Sally might have screamed and gone right on screaming—if she had been a different kind of woman. On seeing her husband lying dead her impulse might have been to throw herself down beside him, give way to her grief in a wild fit of sobbing.
But where there was no grief there could be no sobbing ...
One thing only she did before she left. She unloosed the collar of the unmoving form on the floor and looked for the small brown mole she did not really expect to find.

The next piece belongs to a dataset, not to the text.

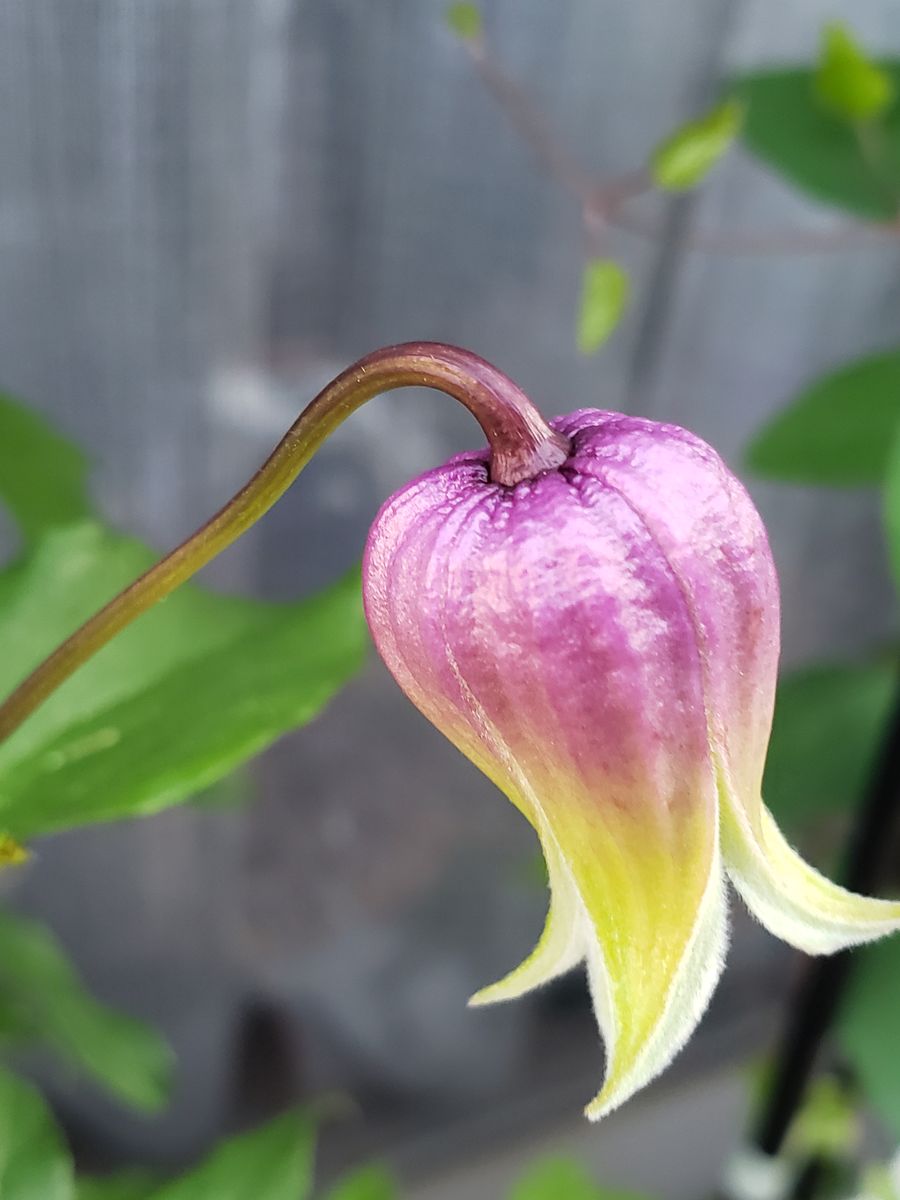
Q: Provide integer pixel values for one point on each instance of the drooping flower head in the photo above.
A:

The mole she knew to be on her husband's shoulder, high up on the left side.
She had noticed things that made her doubt her sanity; she needed to see the little black mole to reassure her ...
She had noticed the difference in the hair-line, the strange slant of the eyebrows, the crinkly texture of the skin where it should have been smooth ...
Something was wrong ... horribly, weirdly wrong ...
Even the hands of the sprawled form seemed larger and hairier than the hands of her husband. Nevertheless it was important to be sure ...
The absence of the mole clinched it.
Sally crouched beside the body, carefully readjusting the collar. Then she got up and walked out of the office.
Some homecomings are joyful, others cruel. Sitting in the taxi, clenching and unclenching her hands, Sally had no plan that could be called a plan, no hope that was more than a dim flickering in a vast wasteland, bleak and unexplored.